All datasets and associated materials are shared via the OpAQ’s OSF-project (https://osf.io/ygnvb/).

3.1 Repository location

DOI of the OSF-project: https://dx.doi.org/10.17605/OSF.IO/YGNVB.

Link to the OSF-project: https://osf.io/ygnvb.

3.2 Object/file name

OPAQ_JOPD.csv Available at https://osf.io/5gkf9.

3.3 Data type

Secondary data, processed data, aggregated data.

3.4 Format names and versions

Datasets are available in .csv and .xlsx formats. We recommend opening both with GNU R (version 4 or above; R Core Team, 2018) or Microsoft Office Excel (Version 2004 or above).

3.5 Language


3.6 License

CC-By Attribution 4.0 International.

3.7 Limits to sharing

The data are not under embargo and do not contain identifying information. The data may be updated with further anchoring data at a later date.

3.8 Publication date

The first version of the dataset including data from four anchoring studies was published on 23/06/2021. The latest version has been available since 01/04/2022.

3.9 FAIR data/Codebook

The datasets have been posted publicly on the Open Science Framework (OSF), documented with meta-data, and assigned a DOI. Code with which the datasets have been created is available and can be run with open source software (e.g., GNU-R).

(4) Reuse potential

Researchers can use the data for different questions related to anchoring effects but also more generally numeric estimation, advice-taking, or judgment and decision making.

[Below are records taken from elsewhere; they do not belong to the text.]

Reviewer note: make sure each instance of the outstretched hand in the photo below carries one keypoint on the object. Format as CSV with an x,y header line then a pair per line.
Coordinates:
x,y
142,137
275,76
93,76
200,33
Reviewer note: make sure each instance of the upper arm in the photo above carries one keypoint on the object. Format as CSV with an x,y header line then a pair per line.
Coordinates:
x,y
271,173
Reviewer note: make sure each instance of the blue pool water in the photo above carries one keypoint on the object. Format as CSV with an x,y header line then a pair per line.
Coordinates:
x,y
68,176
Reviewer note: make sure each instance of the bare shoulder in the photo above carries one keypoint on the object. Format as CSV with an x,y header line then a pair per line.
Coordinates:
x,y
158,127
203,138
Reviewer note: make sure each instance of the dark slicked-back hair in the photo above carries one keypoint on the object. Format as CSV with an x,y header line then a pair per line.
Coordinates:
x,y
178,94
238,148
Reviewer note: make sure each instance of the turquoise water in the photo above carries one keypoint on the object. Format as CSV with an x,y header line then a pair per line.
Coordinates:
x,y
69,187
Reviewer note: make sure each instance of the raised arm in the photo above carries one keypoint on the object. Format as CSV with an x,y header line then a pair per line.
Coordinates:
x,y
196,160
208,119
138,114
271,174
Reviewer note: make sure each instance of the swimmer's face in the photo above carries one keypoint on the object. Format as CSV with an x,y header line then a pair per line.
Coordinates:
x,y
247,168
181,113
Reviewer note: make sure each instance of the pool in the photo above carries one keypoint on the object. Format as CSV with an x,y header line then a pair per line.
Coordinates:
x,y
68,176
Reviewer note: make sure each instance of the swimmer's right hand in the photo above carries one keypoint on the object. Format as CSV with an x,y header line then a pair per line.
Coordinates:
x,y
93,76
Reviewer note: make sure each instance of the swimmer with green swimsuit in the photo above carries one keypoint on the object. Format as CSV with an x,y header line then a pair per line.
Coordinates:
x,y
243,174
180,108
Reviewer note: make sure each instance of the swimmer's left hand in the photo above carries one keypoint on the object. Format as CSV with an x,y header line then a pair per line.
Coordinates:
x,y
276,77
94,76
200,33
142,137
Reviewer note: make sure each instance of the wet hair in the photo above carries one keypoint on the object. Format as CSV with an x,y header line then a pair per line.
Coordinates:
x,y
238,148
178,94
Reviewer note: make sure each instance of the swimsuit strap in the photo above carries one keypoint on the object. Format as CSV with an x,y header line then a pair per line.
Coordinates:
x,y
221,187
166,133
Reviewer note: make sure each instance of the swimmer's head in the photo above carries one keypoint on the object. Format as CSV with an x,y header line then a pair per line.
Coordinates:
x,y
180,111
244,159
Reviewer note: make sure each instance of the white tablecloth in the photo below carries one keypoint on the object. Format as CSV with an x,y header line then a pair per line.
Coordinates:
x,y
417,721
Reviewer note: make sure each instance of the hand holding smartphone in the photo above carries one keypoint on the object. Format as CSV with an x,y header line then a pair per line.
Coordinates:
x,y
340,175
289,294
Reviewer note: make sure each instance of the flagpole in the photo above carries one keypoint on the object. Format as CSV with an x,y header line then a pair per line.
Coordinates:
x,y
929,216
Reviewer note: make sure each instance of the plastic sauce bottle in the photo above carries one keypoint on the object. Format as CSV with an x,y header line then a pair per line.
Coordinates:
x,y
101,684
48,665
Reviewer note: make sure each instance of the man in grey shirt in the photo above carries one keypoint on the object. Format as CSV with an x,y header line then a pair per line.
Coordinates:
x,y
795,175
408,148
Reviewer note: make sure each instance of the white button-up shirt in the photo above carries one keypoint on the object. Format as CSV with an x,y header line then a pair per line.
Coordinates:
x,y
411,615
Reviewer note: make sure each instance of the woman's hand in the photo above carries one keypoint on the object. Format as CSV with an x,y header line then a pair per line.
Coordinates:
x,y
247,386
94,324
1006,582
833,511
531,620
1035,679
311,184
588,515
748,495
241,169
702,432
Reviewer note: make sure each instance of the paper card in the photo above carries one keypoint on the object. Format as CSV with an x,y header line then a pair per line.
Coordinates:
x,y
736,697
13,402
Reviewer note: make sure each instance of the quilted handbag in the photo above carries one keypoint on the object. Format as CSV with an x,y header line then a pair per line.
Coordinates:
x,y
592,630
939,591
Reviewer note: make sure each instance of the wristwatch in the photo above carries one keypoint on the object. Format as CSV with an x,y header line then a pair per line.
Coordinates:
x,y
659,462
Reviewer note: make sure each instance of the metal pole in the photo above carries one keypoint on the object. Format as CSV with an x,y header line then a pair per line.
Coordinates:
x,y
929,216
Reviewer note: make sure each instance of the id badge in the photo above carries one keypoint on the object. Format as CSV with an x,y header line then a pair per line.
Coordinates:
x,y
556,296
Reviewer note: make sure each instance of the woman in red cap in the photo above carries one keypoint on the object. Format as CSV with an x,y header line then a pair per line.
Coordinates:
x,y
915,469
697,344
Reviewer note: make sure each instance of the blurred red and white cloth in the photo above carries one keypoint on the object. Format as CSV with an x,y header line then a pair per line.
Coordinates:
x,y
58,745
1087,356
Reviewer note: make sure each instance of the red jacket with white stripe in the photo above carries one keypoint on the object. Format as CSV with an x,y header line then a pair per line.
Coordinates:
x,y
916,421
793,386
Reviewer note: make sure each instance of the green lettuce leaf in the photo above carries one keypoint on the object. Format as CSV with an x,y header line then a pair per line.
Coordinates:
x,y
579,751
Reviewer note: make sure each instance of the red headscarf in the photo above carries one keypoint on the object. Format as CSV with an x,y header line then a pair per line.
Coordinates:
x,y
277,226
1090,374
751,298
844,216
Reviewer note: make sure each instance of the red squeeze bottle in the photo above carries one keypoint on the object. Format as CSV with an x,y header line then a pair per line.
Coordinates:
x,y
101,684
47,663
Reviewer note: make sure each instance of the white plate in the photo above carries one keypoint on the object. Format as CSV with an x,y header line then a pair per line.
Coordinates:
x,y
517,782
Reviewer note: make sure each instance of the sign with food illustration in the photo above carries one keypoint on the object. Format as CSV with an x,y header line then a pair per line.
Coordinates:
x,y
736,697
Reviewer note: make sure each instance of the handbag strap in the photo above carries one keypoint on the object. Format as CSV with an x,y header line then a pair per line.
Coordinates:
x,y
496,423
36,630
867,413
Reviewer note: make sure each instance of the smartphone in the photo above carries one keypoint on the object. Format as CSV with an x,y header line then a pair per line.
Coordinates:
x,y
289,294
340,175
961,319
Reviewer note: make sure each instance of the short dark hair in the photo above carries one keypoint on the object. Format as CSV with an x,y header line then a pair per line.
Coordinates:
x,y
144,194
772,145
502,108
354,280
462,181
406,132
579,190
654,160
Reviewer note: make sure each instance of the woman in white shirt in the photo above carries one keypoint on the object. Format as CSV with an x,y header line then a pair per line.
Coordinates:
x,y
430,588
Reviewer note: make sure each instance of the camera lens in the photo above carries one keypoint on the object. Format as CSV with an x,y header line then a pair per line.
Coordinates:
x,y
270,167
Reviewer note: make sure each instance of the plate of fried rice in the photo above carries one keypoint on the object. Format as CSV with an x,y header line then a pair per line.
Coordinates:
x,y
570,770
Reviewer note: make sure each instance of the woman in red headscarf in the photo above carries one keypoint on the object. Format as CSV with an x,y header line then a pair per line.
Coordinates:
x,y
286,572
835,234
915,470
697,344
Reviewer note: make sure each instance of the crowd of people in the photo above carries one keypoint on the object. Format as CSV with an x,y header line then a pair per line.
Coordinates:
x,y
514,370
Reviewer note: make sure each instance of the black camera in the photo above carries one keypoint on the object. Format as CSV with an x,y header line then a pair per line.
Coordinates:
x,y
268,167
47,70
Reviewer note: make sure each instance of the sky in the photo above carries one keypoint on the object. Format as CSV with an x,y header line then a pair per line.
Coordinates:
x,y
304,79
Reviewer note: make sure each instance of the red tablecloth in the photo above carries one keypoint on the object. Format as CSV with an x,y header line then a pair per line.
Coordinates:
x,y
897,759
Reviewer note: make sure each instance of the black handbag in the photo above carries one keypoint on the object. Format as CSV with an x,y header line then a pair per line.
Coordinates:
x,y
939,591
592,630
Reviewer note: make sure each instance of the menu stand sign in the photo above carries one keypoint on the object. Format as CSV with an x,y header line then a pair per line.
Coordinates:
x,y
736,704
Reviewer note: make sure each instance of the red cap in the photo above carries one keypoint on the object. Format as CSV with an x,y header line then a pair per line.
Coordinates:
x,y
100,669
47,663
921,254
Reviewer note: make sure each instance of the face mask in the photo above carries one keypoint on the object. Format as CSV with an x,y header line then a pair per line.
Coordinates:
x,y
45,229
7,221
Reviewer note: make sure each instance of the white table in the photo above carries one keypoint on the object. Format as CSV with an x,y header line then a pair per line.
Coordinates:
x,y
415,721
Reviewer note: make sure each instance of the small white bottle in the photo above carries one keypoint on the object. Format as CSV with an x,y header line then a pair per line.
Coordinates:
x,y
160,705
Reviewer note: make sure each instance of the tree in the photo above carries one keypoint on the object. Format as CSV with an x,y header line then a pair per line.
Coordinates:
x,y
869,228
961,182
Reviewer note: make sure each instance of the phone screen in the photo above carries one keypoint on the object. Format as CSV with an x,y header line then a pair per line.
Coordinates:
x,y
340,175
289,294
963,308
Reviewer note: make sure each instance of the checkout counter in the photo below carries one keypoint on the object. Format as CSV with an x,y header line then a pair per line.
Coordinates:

As the data provide detailed information about anchoring paradigms such as true values of anchoring items (where applicable), researchers can use different anchoring scores (e.g., absolute difference between anchor and estimate) but also new scores to study the influence of any of participant-, item-, or study-features. In contrast to previous meta-analyses (Bystranowski et al., 2021; Li et al., 2021; Orr & Guthrie, 2006; Shanks et al., 2020; Townson, 2019), we did not find evidence of publication bias and there was no difference in effect size between published and unpublished studies. We plan to maintain the dataset for the foreseeable future and will add data from new studies. Thus, the dataset may become a starting-point for reviews on anchoring research but also a solid base upon which researchers can build to develop new theoretical accounts on the topic.